Human diseases ranging from chronic inflammation to fibrotic disorders and cancer are characterized by dysregulation of cellular signaling pathways, and therapeutics targeting these pathways have shown promise in treating cancer and arthritis. Extensive molecular data is available on individual signaling proteins and on "canonical" pathways, but differences in signaling networks from one cell type to the next are less well understood. Understanding network-level differences associated with diseased-states would substantially advance the development of novel therapeutics. In rheumatoid arthritis (RA), emerging evidence points to the resident fibroblast-like synoviocytes (FLS) as key players in disease progression, but studies of the signaling networks underlying their dysregulation have been limited. This proposal outlines an integrated experimental and computational approach to systematically evaluate primary FLS cells from normal and diseased individuals. I will construct predictive data-driven models of FLS signaling, and link signaling network activity to the resulting cellular response. My specific goals are three-fold: (i) to increase our understanding into how FLS cells have gone awry in disease, (ii) to determine the effects of standard clinical therapeutics for RA on these cells, and (iii) to predict and test new drug targets with the potentil for high therapeutic index. In our preliminary studies we have colected a compendium of ~15,000 data points describing the signaling of FLS from normal or RA primary cells (in culture) in response to diverse environmental stimuli.
In Aim 1 I will expand this compendium in multiple dimensions to include investigation of both signaling and cellular responses in eight different primary human FLS cell isolates from normal and RA patient donors. This will provide insights into differences arising from disease-state vs. patient-to-patient variability. I will also directl evaluate the signaling and responses in the presence and absence of clinical therapeutics for RA to identify signaling nodes that persist in the presence of standard treatment modalities.

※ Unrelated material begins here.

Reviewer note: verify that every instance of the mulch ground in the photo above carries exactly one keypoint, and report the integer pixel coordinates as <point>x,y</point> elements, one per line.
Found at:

In Aim 2 I will perform multiple data-driven modeling approaches to infer meaningful insights from data collected in our preliminary studies and in Aim 1. Multilinear regression and partial least squares regression analyses will connect activities of specific signaling pathways with cellular responses, and logic-based modeling approaches will be used to generate cell-specific signaling network models for normal and RA FLS, respectively.
In Aim 3 I will predict and test novel protein targets for therapeutic intervention in RA. The predictive models generated in Aim 2 will be used for hypothesis testing in silico, and promising hypotheses will be evaluated experimentally. Collectively, this experimental and computational analysis will significantly increase our understanding of rheumatoid arthritis and generate precise molecular models of events likely to underlie disease. Furthermore, it will create an integrated approach that can be used to identify novel sites for therapeutic intervention in a range of other human diseases.
New approaches for drug development are essential, as it has proven difficult to translate scientific discoveries into new clinical practice. I will implemet an integrated experimental and computational framework to dissect the intricacies of cellular dysregulation in rheumatoid arthritis with the goal of identifying novel protein targets for therapeutic intervention. This general framework should be broadly applicable to other disorders ranging from cancer to inflammation and fibrosis.